05.03.2019 | aktual.: 05.03.2019 14:19
Szczepienia przeciwko odrze, śwince i różyczce nie powodują autyzmu i nie zwiększają szans pojawienia się go u dzieci zagrożonych. Potwierdza to nowe badanie, na podstawie przypadków 657 461 dzieci. Link do opracowania naukowego znajdziecie tutaj.
Na przestrzeni 11 lat badań, wśród wszystkich 657 461 dzieci zaobserwowano zaledwie 6517 przypadków autyzmu. Obliczono łączne ryzyko autyzmu na poziomie 0,93 proc. (0,85 proc. grupy szczepionej i 1,02 dla grupy nieszczepionej). Tym samym udowodniono brak wpływu szczepionek MMR na rozwój przypadłości.
Skąd wzięli się antyszczepionkowcy?
Związek pomiędzy autyzmem a szczepieniami MMR zaczęto sugerować 20 lat temu. Pojawił się wówczas kontrowersyjny artykuł w prestiżowym czasopiśmie medycznym "The Lancet". Jego autor, Andrew Wakefield, były lekarz utracił prawo do wykonywania zawodu i musiał zapłacić sporą karę za swoją publikację.
Badania, na których opierał się Wakefield były oczywiście fałszem. Jednak mit szczepionek powodujących autyzm pozostał. Prawdopodobnie Wakefield sam podał nieprawidłowe wyniki badań 12 dzieci, które rzekomo były podstawą do jego teorii.

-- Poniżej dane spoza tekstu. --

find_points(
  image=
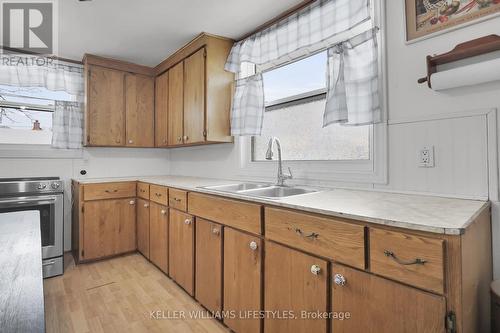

Ale niestety, mimo udowodnienia iż Wakefield polegał na sfałszowanych wynikach badań, masa ludzi nadal wierzy w bujdy o wpływie szczepionek na rozwój autyzmu. I niestety, prowadzi to do bezpośrednich skutków. W ostatnich latach widać znaczny wzrost zachorowań na odrę.
Antyszczepionkowcy powodują wzrost przypadków zachorowań
Na całym świecie liczba przypadków zachorowań na odrę wzrosła o 48,4 proc. w latach 2017-2018. Są to dane przedstawiane przez UNICEF na podstawie informacji Światowej Organizacji Zdrowia. Dziesięć krajów, w tym Brazylia, Filipiny i Francja, stanowiły blisko trzy czwarte całkowitego wzrostu przypadków odry w 2018 roku.